No había necesidad real de que lo tocara, porque el Señor curó muchos casos desesperados a distancia. Ningún judío habría soñado con tocarlo y así contaminarse, pero el Señor lo hizo. Estaba más allá de toda posibilidad de contaminación, y su toque era de simpatía así como de poder. Confirmó su palabra: “Lo haré”, y eliminó toda duda de su voluntad de la mente del hombre para siempre.

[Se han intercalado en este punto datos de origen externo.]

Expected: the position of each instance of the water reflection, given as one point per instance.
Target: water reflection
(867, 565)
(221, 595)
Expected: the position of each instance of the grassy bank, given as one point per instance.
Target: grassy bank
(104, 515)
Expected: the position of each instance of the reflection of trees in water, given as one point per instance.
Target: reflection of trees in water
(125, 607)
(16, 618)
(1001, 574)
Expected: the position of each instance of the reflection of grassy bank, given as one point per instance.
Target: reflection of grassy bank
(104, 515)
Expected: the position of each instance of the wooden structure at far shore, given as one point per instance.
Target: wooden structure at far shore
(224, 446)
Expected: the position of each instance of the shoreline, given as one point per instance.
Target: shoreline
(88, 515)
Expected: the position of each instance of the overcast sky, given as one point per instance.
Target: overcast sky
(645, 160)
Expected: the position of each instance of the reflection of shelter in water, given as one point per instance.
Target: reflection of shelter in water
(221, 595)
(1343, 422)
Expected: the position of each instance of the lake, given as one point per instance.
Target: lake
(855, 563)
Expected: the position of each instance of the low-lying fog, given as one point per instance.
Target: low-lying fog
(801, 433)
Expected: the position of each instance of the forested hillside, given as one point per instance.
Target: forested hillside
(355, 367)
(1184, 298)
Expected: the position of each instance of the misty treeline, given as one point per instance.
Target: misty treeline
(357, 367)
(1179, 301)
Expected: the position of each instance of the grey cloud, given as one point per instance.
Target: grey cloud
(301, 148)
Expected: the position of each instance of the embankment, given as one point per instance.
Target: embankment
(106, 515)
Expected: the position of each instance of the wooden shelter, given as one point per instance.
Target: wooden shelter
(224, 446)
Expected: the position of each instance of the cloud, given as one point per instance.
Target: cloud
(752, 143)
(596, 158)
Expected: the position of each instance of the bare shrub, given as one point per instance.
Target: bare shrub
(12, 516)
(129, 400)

Una vez más vemos cómo nuestro Señor no cortejó el entusiasmo y la notoriedad popular. Su instrucción al hombre fue que debía permitir que el testimonio de su curación fluyera por el canal indicado por Moisés. Sin embargo, lleno de deleite, hizo lo que se le había dicho que no hiciera, y como consecuencia durante algunos días el Señor tuvo que evitar las ciudades y morar en lugares desiertos. Muy pocas cosas despiertan más el interés y la emoción humana que la curación milagrosa, pero Él estaba buscando resultados espirituales. Hay movimientos modernos de sanación que crean considerable excitación en el hecho de que sus llamadas “curaciones” son muy diferentes a las de nuestro Señor. Ciertamente, los actores de estos movimientos no se retiran del resplandor de la publicidad, sino que se deleitan con ella.